Mayors and some councillors fanned out during the week and tackled transit riders at the SkyTrain in Surrey, the SeaBus in North Vancouver, West Coast Express in Port Coquitlam and the bus loop at the University of British Columbia campus.

Vancouver Mayor Gregor Robertson, along with NPA Councillor George Affleck, Green Party Councillor Adriane Carr and Vancouver's medical health officer John Carsley, hustled the waiting lines of people at the Commercial Drive B-Line stop on Friday.

"This campaign is in gear full tilt," said Mr. Robertson after spending 40 minutes handing out flyers and talking to riders. "We need a Yes."

But it was an uneven ride.

The extremely unscientific count of pro and con during the telephone sessions showed that people (or the small minority among the callers who provided their opinion) were 39 per cent definite Yes in Vancouver, 18 per cent leaning Yes, 17 per cent undecided and 26 per cent No.

But in Coquitlam and Surrey, whose mayors played host to the town halls Wednesday and Thursday, things were tilted more toward No.

The Surrey residents who chose to participate in voting were only 27 per cent in the Yes camp, with 16 per cent "Yes with concerns," 22 per cent undecided and 35 per cent No.

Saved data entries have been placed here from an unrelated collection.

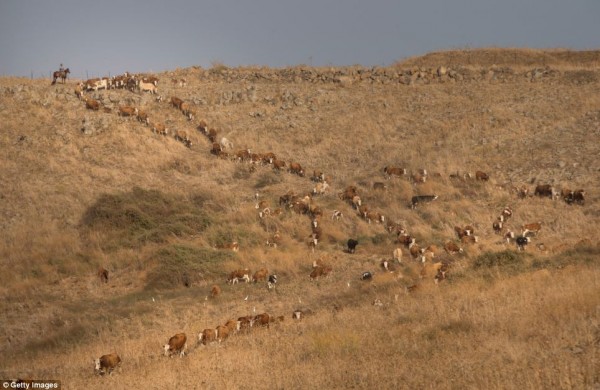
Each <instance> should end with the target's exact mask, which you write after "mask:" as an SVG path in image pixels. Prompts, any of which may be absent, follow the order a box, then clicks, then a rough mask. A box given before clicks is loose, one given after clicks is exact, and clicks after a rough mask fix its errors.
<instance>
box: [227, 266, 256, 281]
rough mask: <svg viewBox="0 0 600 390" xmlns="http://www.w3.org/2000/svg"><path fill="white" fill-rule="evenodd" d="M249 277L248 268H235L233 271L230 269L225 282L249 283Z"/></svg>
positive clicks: (248, 271) (250, 275)
mask: <svg viewBox="0 0 600 390" xmlns="http://www.w3.org/2000/svg"><path fill="white" fill-rule="evenodd" d="M250 278H251V273H250V270H249V269H247V268H245V269H237V270H235V271H232V272H231V273H230V274H229V276H228V277H227V283H229V284H236V283H238V282H240V281H244V282H246V283H250Z"/></svg>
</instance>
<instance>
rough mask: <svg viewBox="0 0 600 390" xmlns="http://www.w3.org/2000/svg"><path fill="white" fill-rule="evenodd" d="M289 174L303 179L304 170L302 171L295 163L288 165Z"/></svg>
mask: <svg viewBox="0 0 600 390" xmlns="http://www.w3.org/2000/svg"><path fill="white" fill-rule="evenodd" d="M289 172H290V173H294V174H296V175H298V176H300V177H304V169H302V166H301V165H300V164H298V163H296V162H291V163H290V168H289Z"/></svg>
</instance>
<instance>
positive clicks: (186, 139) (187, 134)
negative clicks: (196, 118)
mask: <svg viewBox="0 0 600 390" xmlns="http://www.w3.org/2000/svg"><path fill="white" fill-rule="evenodd" d="M175 139H176V140H177V141H181V142H182V143H183V144H184V145H185V146H187V147H188V148H191V147H192V140H191V138H190V136H189V135H188V133H187V131H185V130H177V133H175Z"/></svg>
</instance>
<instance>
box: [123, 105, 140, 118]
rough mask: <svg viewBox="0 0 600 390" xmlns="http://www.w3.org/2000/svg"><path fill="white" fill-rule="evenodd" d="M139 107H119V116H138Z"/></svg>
mask: <svg viewBox="0 0 600 390" xmlns="http://www.w3.org/2000/svg"><path fill="white" fill-rule="evenodd" d="M137 114H138V109H137V107H132V106H119V116H137Z"/></svg>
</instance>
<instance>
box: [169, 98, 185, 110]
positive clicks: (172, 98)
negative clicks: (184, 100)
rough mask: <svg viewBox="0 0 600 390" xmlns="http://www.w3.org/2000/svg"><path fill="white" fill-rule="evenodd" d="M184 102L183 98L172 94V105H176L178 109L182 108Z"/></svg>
mask: <svg viewBox="0 0 600 390" xmlns="http://www.w3.org/2000/svg"><path fill="white" fill-rule="evenodd" d="M182 104H183V100H181V99H179V98H178V97H175V96H172V97H171V105H172V106H173V107H175V108H176V109H178V110H181V105H182Z"/></svg>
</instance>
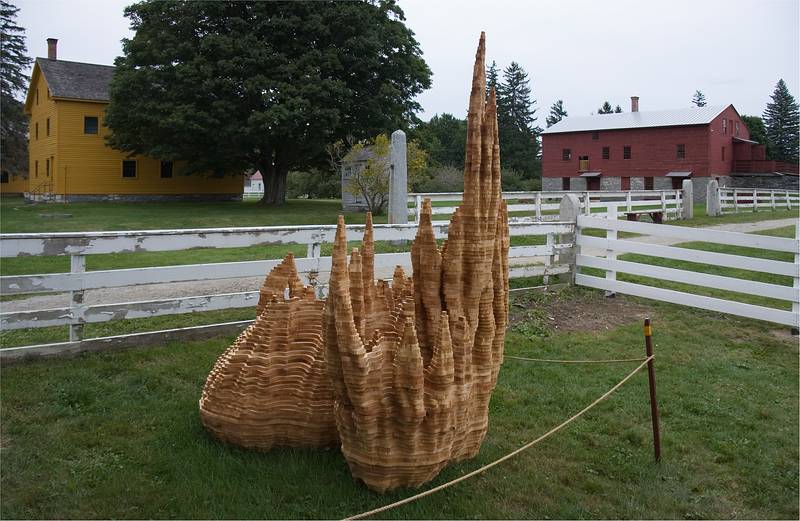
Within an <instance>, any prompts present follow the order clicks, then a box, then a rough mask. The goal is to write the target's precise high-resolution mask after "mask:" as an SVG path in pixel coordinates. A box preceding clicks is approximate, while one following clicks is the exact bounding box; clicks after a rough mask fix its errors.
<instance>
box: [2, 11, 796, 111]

Some callers in Vancouver expressed unqualified support for the mayors' 10-year, $7.5-billion plan and the tax to support it.

But Coquitlam and Surrey lines were almost completely filled with anxious and sometimes angry questions from dubious residents.

Callers from those suburbs wanted to know why TransLink's spending hasn't been scrutinized to look for savings.

They were apparently unaware that it has been audited more than once.

Others didn't realize that mayors have developed a plan for specific projects in every part of the region.

Many complained about their terrible suburban bus service.

One caller from Surrey asked the question that many mayors have also asked: Why not spend some time cleaning up affairs at TransLink and then ask voters for support in a plebiscite?

White Rock Mayor Wayne Baldwin said the mayors would have preferred that, but were only given the choice to have a plebiscite by June this year or wait until the next municipal election in 2018.

And, he pointed out, Plan B will be one that residents won't like so much: higher property taxes, something the province has pressed cities on for years. Mr. Baldwin insisted that a sales tax would be more equitable.

One of the better sessions of the week was at the Broadway bus stop.

There, with hundreds of people lined up waiting to jam themselves onto a B-Line bus, it was like shooting fish in a barrel for Mr. Robertson to find people willing to vote Yes.

New Westminster resident Rana Hakani, on her way to her job at UBC, was one. So was Jessie Dhatt, a diagnostic technician who travels from Vancouver to her Surrey hospital job every day. And so was Fiona Sun, who commutes from Burnaby to the bank where she works at Granville and Broadway.

"To save our environment, it's good to take public transit," said Ms. Sun, after having made a video on her iPhone of the mayor talking to the lineup.